— Veux-tu te repentir & dire qu’il a bien fait ? dit Très-Long à Ulenſpiegel.
— Parole de soldat n’eſt plus parole d’or, répondit Ulenſpiegel.
— Paſſez la corde, dit de Lumey.
Le bourreau allait obéir ; une jeune fille toute de blanc vêtue & couronnée de fleurs, monta comme folle les marches de l’échafaud, sauta au cou d’Ulenſpiegel & dit :
— Cet homme eſt le mien ; je le prends pour mari.
Et le peuple d’applaudir, & les femmes de crier :
— Vive, vive la fillette qui sauve Ulenſpiegel !

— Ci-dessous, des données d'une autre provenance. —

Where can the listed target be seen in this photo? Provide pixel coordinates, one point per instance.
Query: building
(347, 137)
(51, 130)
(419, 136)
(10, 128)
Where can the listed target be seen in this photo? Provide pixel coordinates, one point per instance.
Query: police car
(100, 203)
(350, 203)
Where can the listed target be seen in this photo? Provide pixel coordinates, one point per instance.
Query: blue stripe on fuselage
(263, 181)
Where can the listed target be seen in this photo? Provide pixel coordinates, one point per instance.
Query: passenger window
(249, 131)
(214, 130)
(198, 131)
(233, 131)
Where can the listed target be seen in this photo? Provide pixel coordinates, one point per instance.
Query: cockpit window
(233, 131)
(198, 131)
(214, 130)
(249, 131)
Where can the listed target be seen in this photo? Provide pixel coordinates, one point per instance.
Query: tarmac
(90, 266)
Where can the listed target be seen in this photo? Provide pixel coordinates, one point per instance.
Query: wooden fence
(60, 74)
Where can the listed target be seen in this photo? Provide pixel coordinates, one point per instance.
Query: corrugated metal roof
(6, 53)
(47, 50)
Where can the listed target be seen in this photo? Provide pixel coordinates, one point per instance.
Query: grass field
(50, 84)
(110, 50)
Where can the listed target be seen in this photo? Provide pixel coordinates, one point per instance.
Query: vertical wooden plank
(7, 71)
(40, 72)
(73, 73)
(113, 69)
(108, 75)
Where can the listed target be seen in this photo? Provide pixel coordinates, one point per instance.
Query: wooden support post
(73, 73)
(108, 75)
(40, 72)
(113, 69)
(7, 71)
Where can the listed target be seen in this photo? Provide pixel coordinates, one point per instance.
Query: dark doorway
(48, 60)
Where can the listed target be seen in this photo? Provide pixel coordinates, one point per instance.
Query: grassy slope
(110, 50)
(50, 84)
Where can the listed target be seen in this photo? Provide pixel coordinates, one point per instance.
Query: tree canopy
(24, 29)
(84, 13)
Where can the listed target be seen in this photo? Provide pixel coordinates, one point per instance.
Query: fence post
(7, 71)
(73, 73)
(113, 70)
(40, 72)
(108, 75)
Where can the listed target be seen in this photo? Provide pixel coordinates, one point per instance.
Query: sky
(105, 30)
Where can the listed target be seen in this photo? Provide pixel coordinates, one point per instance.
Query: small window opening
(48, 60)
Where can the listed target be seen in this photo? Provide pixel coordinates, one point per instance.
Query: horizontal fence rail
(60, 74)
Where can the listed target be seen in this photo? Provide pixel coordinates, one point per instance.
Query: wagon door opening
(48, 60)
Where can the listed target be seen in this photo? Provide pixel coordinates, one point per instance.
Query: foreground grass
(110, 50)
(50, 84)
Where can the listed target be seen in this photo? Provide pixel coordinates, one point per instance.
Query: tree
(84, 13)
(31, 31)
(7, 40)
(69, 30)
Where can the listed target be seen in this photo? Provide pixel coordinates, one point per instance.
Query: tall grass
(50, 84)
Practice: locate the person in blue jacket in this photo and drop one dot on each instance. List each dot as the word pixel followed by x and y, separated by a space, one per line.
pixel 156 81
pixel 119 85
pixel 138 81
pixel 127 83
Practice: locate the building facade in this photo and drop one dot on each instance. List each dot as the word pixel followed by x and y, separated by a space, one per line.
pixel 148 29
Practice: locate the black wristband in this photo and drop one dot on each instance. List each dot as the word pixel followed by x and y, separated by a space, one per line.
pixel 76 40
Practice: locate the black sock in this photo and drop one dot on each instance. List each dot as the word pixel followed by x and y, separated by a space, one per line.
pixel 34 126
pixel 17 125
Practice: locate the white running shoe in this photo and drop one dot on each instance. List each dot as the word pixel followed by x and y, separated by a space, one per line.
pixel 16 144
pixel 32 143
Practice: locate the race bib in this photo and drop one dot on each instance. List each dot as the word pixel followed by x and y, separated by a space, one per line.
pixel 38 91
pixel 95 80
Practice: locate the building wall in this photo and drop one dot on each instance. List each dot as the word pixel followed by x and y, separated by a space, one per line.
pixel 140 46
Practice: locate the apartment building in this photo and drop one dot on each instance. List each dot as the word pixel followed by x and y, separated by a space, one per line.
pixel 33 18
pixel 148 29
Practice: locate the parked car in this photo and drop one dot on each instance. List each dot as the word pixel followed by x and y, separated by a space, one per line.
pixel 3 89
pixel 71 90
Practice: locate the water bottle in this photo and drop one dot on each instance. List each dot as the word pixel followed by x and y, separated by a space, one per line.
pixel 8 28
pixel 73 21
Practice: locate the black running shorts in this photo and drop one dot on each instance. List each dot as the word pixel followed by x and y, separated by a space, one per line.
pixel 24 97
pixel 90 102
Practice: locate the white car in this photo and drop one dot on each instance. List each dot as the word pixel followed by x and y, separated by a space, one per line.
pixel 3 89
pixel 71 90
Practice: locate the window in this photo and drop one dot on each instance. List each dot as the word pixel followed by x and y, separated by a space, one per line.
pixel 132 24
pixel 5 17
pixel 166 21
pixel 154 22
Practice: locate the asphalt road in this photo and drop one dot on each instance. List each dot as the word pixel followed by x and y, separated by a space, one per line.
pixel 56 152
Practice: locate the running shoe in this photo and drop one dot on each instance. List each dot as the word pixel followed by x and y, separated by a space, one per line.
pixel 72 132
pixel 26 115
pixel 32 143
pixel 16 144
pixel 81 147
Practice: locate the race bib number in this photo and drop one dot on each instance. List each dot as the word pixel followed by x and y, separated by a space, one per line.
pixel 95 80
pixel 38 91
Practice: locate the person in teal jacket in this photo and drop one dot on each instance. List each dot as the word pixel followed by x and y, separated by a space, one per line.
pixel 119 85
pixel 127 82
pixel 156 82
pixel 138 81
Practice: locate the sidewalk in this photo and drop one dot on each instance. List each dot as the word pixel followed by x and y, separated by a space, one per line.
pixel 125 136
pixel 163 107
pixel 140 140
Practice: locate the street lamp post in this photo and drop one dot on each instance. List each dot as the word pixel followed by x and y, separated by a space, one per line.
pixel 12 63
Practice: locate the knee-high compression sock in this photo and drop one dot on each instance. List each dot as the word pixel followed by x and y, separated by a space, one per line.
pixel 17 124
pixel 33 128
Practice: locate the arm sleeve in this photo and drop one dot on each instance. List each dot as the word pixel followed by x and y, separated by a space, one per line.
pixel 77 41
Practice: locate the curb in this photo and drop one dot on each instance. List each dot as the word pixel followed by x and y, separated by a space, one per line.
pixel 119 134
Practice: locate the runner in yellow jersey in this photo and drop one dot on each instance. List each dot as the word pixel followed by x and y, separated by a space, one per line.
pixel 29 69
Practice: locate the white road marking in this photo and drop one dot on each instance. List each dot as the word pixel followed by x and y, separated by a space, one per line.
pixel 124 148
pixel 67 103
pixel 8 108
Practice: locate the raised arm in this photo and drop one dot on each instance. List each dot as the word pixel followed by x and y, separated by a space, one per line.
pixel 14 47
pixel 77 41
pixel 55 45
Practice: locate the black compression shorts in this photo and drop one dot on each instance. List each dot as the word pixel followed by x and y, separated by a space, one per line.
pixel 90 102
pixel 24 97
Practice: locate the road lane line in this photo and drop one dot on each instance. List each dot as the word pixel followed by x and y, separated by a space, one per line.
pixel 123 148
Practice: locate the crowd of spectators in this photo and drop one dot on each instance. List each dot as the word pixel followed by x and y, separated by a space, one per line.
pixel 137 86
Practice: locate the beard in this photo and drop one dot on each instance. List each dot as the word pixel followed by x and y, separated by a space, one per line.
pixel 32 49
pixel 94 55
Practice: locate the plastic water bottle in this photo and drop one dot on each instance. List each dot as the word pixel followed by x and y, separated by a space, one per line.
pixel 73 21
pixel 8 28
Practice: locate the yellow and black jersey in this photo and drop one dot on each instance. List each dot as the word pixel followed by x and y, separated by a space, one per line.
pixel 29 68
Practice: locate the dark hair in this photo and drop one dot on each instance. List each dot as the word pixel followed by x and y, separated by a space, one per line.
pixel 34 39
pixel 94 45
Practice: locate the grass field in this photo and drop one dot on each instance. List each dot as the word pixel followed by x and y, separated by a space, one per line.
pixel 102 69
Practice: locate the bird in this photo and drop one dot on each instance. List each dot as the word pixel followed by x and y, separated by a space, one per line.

— Qu’eſt-ce ceci ? demanda meſſire de Lumey.
Très-Long répondit :
— D’après les us & coutumes de la ville, il eſt de droit & loi qu’une jeune fille pucelle ou non mariée sauve un homme de la corde en le prenant pour mari au pied de la potence.
— Dieu eſt avec lui, dit de Lumey ; déliez-le.
Chevauchant alors près de l’échafaud, il vit la fillette empêchée à couper les cordes d’Ulenſpiegel & le bourreau voulant s’oppoſer à son deſſein & diſant :
— Si vous les coupez, qui les payera ?
Mais la fillette ne l’écoutait point.
La voyant si preſte amoureuſe & subtile, il fut attendri.
— Qui es-tu ? dit-il.
— Je suis Nele, sa fiancée, dit-elle, & je viens de Flandre pour le chercher.
— Tu fis bien, dit de Lumey d’un ton rogue.
Et il s’en fut.
Très-Long alors s’approchant :
— Petit Flamand, dit-il, une fois marié, seras-tu encore soudard en nos navires !
— Oui, meſſire, répondit Ulenſpiegel.
— Et toi, fillette, que feras-tu sans ton homme ?
Nele répondit :
— Si vous le voulez, meſſire, je serai fifre en son navire.
— Je le veux, dit Très-Long.
Et il lui donna deux florins pour les noces.